Borges puts his finishing touch: “I recall his square-ruled notebooks, his black crossings-out, his peculiar typographical symbols, and his insect-like handwriting. In the evening, he liked to go out for walks on the outskirts of Nimes; he would often carry along a notebook and make a cheery bonfire.”

I pick up the book, letters and pens, and exit stage left.

Photograph by Liza Ezhevskaya of Juniper Spring Photography

Someone wise once told me that you have to live alone for a while before getting married: not with roommates, not in the garage of your parents’ house, but alone, independent. Pretty common-sense stuff and great advice that I still managed not to take. In college I lived at home with my parents and the rest of the fam, after college I lived with my husband and two children. The only time I lived mostly alone was the year studying abroad in Paris. And even there, the time that I was really, truly alone and independent amounted to no more than a couple of months. Perhaps the happiest in my life.

The turns in my life which led to this situation start looking ridiculous if you think about how much I relish solitude.

Indeed I enjoy to be alone, all the more so, perhaps, because I get to be alone so rarely.

There’s a great definition of what it means to be an introvert and an extrovert: an extrovert gets energized by communicating and interacting with others, whereas an introvert gets drained, deriving his or her energy from time spent alone. For me, it is both exciting and draining to share myself with others, and both fascinating and draining to “feel” others as they share themselves with me. (Seeing as the common denominator is “draining”, I would safely categorize myself as introvert.)

My job as an interpreter calls for a heightened level of “atune-ness” on a continuous basis, thinking and feeling my way into someone else’s mind and heart in order to understand what it is they’re saying, to feel what they want to say, what they mean to say.
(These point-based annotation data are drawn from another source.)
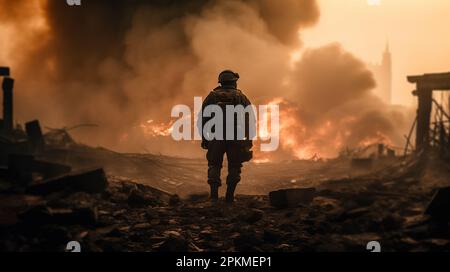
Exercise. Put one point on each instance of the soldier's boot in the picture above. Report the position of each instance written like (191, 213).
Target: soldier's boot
(234, 176)
(214, 182)
(229, 196)
(214, 195)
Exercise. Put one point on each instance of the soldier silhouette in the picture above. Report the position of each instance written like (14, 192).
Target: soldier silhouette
(237, 150)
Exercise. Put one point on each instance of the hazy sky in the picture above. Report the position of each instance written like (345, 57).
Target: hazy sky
(418, 32)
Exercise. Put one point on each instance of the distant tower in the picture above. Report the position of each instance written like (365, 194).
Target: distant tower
(386, 69)
(383, 76)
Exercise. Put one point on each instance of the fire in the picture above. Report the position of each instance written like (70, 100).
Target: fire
(297, 139)
(150, 128)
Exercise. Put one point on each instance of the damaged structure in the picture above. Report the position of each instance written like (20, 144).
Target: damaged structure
(431, 133)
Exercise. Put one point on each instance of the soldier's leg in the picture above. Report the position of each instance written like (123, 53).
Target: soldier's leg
(234, 169)
(215, 153)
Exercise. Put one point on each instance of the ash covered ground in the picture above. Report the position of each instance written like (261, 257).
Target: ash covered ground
(157, 203)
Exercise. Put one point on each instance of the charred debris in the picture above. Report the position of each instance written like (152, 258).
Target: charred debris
(45, 201)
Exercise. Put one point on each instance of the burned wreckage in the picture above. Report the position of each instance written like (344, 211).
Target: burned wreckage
(54, 190)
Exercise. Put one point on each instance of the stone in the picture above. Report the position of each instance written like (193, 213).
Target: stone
(91, 181)
(291, 197)
(439, 207)
(251, 216)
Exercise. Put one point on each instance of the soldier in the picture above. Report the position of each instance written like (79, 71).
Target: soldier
(237, 150)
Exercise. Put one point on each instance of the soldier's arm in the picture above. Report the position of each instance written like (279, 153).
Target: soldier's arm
(201, 121)
(250, 121)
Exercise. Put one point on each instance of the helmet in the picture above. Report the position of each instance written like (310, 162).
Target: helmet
(227, 76)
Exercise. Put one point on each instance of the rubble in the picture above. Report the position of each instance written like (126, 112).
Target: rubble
(92, 181)
(291, 197)
(439, 207)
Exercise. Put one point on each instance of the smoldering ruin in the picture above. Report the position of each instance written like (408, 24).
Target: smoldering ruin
(346, 174)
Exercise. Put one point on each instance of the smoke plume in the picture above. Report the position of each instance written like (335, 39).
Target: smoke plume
(120, 64)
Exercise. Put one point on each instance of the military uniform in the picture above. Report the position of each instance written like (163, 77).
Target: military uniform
(237, 151)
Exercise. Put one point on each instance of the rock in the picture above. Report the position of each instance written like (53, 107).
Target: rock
(439, 207)
(354, 213)
(247, 241)
(137, 199)
(92, 181)
(198, 197)
(252, 216)
(174, 200)
(42, 215)
(291, 197)
(271, 236)
(174, 242)
(142, 226)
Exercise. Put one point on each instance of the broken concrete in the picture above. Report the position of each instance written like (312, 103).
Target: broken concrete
(439, 207)
(92, 181)
(291, 197)
(35, 136)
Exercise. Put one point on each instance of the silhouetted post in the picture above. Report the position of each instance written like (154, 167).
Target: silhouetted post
(4, 71)
(423, 118)
(8, 85)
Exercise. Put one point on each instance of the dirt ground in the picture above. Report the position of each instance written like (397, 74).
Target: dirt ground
(351, 207)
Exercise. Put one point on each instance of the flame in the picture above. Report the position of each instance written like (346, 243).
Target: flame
(153, 129)
(297, 140)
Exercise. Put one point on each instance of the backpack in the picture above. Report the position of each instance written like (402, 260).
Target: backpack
(224, 97)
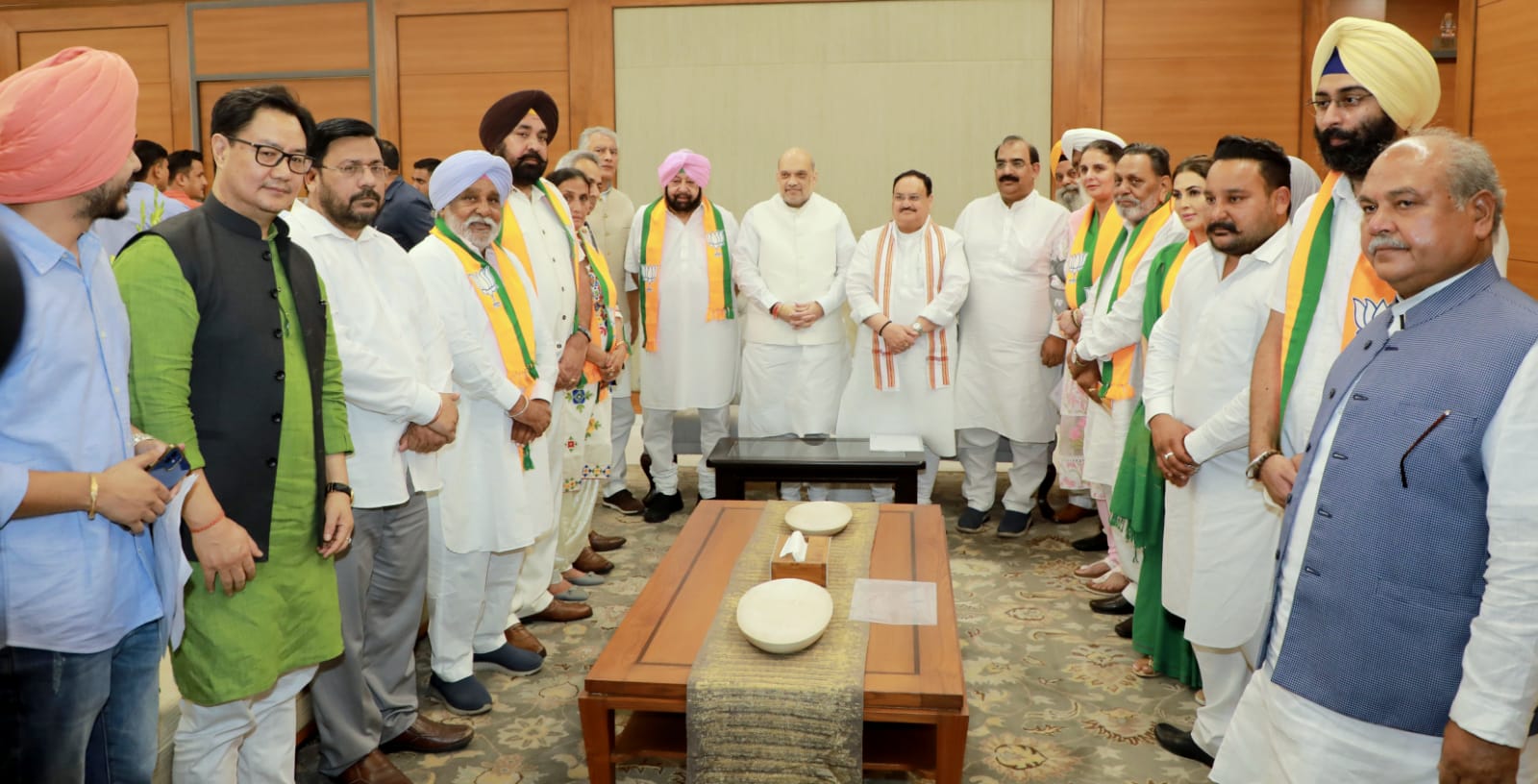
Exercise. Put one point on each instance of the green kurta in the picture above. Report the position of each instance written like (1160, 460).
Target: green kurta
(286, 617)
(1137, 506)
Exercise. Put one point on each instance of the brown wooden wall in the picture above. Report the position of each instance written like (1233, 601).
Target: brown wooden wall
(1177, 73)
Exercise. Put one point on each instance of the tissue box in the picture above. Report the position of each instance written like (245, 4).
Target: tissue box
(814, 569)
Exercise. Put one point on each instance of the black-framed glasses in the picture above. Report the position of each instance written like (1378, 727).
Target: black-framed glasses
(268, 156)
(356, 169)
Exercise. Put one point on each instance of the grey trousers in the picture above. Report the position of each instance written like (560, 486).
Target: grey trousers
(368, 696)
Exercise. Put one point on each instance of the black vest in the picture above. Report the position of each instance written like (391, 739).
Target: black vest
(237, 357)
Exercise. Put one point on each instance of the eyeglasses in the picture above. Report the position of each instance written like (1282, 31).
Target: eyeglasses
(268, 156)
(356, 169)
(1345, 102)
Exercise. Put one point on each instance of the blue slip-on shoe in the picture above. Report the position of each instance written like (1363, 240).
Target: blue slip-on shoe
(509, 660)
(1014, 525)
(465, 697)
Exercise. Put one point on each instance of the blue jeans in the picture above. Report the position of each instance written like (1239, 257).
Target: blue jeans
(69, 719)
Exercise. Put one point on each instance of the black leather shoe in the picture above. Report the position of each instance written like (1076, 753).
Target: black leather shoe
(1180, 743)
(1096, 543)
(1117, 604)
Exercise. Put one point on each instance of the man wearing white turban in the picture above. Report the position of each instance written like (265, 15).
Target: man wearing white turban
(681, 251)
(496, 474)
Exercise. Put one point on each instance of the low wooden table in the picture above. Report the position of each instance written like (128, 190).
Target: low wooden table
(914, 694)
(788, 458)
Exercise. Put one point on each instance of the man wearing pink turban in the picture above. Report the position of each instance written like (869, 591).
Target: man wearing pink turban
(681, 251)
(81, 614)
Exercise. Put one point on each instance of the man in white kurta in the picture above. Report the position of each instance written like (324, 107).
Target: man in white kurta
(789, 265)
(1220, 535)
(494, 504)
(1004, 389)
(535, 228)
(686, 294)
(1112, 320)
(906, 286)
(396, 376)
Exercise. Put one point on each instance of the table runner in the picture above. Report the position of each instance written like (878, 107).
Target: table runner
(765, 719)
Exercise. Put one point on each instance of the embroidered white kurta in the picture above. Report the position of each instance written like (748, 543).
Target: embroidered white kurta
(1220, 537)
(696, 360)
(489, 503)
(912, 406)
(394, 354)
(1002, 384)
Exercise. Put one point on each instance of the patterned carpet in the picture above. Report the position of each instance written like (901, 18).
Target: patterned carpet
(1053, 694)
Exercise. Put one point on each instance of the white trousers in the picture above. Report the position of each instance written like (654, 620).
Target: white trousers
(977, 451)
(886, 494)
(468, 597)
(1225, 674)
(657, 435)
(248, 742)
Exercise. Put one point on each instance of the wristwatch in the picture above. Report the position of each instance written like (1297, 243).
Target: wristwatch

As I work, my mind becomes a sieve through which their thoughts percolate to come, as formed sentences in a foreign language, out of my mouth.

My role as spouse and parents is no less demanding. Imagine, if you will, emotion-sensing tentacles coming out of you towards each person you are interacting with, either directly or indirectly. Plus you also have sensors that perceive the interactions between the other people in the space you occupy. (This is a complex metaphor of how I feel at home.) So you have me, all nice and coiled up onto myself, and then a child comes home, you start interacting with them, then another, then the husband, then they start interacting with each other, and suddenly you have six sensors blasting information at you (three times two times one) and overloading you, and you can’t just run away but have to interact with everyone and somehow simulate a peaceful, comfortable living environment.
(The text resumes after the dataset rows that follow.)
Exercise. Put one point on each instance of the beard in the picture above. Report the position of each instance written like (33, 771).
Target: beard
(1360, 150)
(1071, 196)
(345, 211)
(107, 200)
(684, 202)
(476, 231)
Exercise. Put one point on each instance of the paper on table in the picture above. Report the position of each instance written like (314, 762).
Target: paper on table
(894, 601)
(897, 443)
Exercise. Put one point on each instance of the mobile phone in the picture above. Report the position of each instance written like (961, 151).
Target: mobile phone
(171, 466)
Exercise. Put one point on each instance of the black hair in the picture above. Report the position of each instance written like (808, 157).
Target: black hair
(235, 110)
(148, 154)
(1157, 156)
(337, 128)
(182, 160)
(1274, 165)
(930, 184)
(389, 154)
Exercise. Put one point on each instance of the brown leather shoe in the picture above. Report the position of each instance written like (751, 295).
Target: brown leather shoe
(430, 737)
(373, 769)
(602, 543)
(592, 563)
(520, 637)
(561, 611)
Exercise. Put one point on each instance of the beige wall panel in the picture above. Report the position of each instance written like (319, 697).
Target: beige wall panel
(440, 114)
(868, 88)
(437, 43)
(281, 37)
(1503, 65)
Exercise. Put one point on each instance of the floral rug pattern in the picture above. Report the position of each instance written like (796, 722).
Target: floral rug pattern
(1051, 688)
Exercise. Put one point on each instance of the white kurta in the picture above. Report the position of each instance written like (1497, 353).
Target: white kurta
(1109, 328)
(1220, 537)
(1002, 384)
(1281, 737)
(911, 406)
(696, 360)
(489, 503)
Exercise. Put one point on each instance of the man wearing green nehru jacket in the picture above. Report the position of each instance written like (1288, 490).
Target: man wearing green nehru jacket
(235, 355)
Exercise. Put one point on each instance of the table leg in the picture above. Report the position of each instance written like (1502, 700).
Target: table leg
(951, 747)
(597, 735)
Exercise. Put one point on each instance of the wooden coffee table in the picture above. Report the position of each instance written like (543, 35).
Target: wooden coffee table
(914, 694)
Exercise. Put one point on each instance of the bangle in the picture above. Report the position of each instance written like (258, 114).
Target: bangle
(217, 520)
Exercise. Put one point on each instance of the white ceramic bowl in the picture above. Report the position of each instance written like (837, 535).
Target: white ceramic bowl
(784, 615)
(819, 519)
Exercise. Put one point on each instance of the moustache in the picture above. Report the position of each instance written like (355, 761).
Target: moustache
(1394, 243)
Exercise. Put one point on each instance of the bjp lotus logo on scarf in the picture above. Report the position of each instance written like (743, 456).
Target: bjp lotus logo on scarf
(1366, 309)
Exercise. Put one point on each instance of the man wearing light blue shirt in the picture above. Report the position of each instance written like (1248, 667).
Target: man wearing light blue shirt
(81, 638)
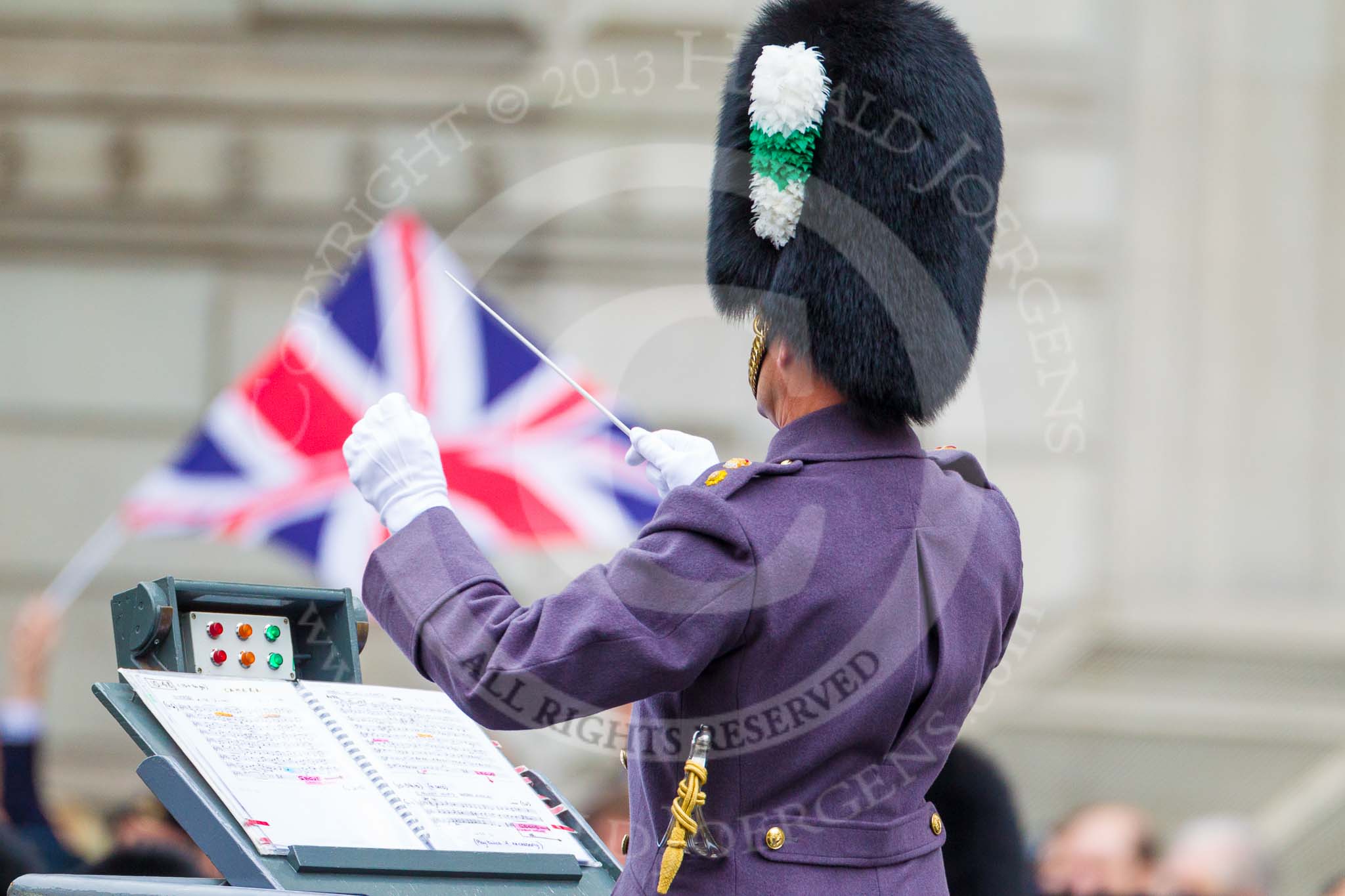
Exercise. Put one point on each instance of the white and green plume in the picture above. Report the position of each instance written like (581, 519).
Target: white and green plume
(790, 91)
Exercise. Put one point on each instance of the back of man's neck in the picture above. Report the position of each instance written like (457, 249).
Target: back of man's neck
(795, 408)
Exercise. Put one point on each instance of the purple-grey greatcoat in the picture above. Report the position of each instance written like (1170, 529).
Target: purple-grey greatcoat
(830, 613)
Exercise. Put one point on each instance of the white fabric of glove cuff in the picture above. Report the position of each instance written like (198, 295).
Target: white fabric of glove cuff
(671, 458)
(395, 463)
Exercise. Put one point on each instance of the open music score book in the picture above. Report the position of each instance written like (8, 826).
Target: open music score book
(317, 763)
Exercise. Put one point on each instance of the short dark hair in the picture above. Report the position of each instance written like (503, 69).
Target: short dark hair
(146, 861)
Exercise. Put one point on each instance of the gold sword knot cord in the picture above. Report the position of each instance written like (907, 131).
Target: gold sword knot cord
(689, 797)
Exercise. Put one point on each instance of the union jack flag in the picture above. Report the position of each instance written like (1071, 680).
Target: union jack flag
(529, 463)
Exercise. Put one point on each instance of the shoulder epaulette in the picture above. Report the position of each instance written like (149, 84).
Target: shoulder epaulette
(734, 475)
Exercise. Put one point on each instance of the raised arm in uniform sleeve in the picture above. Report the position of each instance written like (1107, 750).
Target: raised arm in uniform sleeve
(648, 622)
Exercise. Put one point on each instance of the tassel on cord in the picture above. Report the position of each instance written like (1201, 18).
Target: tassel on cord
(689, 798)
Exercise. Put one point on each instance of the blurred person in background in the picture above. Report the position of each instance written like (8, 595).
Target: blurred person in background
(35, 630)
(985, 853)
(144, 833)
(1218, 856)
(1102, 849)
(146, 839)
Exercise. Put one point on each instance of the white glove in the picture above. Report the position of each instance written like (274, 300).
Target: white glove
(674, 458)
(395, 463)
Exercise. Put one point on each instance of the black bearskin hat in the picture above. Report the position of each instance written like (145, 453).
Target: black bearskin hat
(876, 116)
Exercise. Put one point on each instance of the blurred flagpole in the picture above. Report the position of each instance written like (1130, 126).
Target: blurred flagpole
(88, 562)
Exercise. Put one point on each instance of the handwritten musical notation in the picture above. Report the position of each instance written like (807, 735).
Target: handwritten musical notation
(341, 765)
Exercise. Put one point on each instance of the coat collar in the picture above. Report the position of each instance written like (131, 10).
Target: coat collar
(834, 435)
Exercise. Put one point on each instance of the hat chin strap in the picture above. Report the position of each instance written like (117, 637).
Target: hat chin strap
(759, 328)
With my children, the emotion sensor tentacles are out even if the kids are in a different room, playing by themselves, or even not interacting with each other but watching a movie, or even when they’re asleep. In fact, as I sit here at work (gasp!) part of my mind is occupied with them. I think this is permanent: the umbilical that binds child to mother at birth is never cut, only replaced by an unseen chord which remains for the rest of one’s life*.
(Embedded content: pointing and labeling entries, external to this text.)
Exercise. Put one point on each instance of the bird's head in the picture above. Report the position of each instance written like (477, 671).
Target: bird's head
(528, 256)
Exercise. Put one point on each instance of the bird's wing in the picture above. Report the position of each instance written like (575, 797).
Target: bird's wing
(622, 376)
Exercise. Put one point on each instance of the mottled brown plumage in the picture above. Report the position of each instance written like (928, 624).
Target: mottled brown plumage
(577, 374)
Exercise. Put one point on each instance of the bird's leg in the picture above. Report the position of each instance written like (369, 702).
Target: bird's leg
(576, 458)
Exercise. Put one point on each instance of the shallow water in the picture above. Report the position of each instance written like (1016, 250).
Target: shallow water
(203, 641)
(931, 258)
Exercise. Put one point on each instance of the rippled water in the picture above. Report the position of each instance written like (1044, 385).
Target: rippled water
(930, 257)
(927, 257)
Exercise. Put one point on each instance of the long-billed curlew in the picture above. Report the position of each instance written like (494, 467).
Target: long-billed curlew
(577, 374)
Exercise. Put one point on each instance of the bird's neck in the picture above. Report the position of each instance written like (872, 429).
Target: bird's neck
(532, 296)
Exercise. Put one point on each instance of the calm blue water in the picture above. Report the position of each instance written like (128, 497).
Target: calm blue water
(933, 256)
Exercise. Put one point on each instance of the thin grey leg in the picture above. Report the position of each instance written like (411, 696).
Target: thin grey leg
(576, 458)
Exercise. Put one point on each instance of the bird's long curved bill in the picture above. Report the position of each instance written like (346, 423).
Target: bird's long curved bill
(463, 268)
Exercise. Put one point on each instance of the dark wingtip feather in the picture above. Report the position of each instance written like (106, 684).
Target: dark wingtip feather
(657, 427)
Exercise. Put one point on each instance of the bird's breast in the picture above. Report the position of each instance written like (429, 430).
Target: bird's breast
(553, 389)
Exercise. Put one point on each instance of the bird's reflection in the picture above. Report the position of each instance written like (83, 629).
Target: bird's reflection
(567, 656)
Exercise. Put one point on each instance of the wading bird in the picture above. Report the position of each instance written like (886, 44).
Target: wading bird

Bottom line: this is exhausting.

When I am alone, I feel as if all of these emotional tentacles (or probes – maybe tentacles isn’t the ideal comparison for the visually minded) are drawn in. I feel more complete and grounded.

But I find this at work as well: there is an immense strength in making yourself vulnerable. My strength arises out of my willingness to share my weakness. I wonder then, how to be open oneself and available to receive others, while not losing your grounding in your own emotional identity.

*I think this is the reason why some mothers may have such a hard time when their children move out: they’ve been attached for so long, anticipating their child’s wants, fears and needs, pouring themselves into the child and having the child pour into them, that when they leave, it really does feel like a part of the mother’s being leaves with them.